How UK strangled its onshore wind energy industry at birth - GulfToday

How UK strangled its onshore wind energy industry at birth

Wind Energy

Illustrative image.

Donnachadh McCarthy, The Independent

The destruction of the UK’s land-based wind energy industry by the Tory government exemplifies why so many people were out being arrested in recent direct actions by Extinction Rebellion and Just Stop Oil.

In 2015, the David Cameron Tory government drove three brutal stakes into the heart of a thriving British industry, to ensure its death and the death of thousands of well-paid jobs it was creating. It also directly contributed to the increase in energy costs for consumers, as onshore wind-energy and solar-farms are now the two cheapest sources of electricity.

The first stake was the introduction of a new planning rule that said applications for wind turbines could only be submitted where local councils had specifically designated potential sites in their Local Area Plans (page 46, footnote 54). As councils renew these only 10-15 years, it meant no application could be made over vast swathes of England.

Then, by a miracle, in case an applicant was in one of the few councils with such a designated area, they made another ruling. Windfarms had to consult the local community prior to the application and have resolved all objections to the proposals, before a council could grant planning permission, even if they wanted to. Nathan Bennett from Renewables UK told me that this meant, unlike any other planning application, a single objector could veto the entire project, even if the community and democratically elected planning-committee back it.

But even that was not enough for the Tory desire to kill the industry. If, by another miracle, the proposal was based in a council with designated areas and there was not a single objector and the planning committee had granted permission, the government barred all onshore windfarms from bidding for electricity supply auctions. Without such contracts (now called “Contracts For Difference”), windfarms cannot generate revenue streams to cover the interest payments on money borrowed to build them.

As these regulations applied to the whole of the UK, and not just England, it killed off almost every new windfarm in the devolved nations, which had not introduced punitive planning regulations. This triple whammy has killed the UK onshore wind-industry stone dead for the last seven years.

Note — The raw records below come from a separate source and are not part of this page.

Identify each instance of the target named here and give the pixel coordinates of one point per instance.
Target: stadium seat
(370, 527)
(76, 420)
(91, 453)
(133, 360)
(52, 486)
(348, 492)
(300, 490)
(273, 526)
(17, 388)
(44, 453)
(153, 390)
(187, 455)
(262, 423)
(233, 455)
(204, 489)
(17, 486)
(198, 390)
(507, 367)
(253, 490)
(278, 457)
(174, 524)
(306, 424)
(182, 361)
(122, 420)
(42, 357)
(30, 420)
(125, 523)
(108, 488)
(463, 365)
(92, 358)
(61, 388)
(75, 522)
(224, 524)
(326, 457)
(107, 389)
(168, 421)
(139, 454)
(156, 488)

New onshore wind will cost significantly less than offshore wind, which is currently £39/megawatt hour, say Renewables UK. This compares to over £112 for new nuclear energy and between £200-£300/MWh for gas powered electricity this winter. The cruel irony was that the Planning Framework that killed the onshore wind industry claimed one of its objectives was “to create a low carbon economy.”

The campaigns against wind-turbines were originally led by former Tory press spokesperson for Margaret Thatcher, Bernard Ingham, who had later become a nuclear lobbyist.

They were also fuelled by the right-wing Tory media. There were rumours more recently that the Boris Johnson government was going to remove some of these draconian planning restrictions in its newly released energy “strategy”. Unfortunately it was reported that Grant Shapps MP, the transport minister and Chris Heaton-Harris MP, Tory chief whip, and a rebellion of a minority of up to 120 Tory MPs killed this off.

The opposition from Shapps is particularly egregious. He was quoted objecting to wind-farms due to claimed noise and aesthetics. But he is an enthusiastic private plane pilot and a proponent for climate-trashing regional airport expansions! The response to our request from his office seeking an explanation for this blatant contradiction was… silence.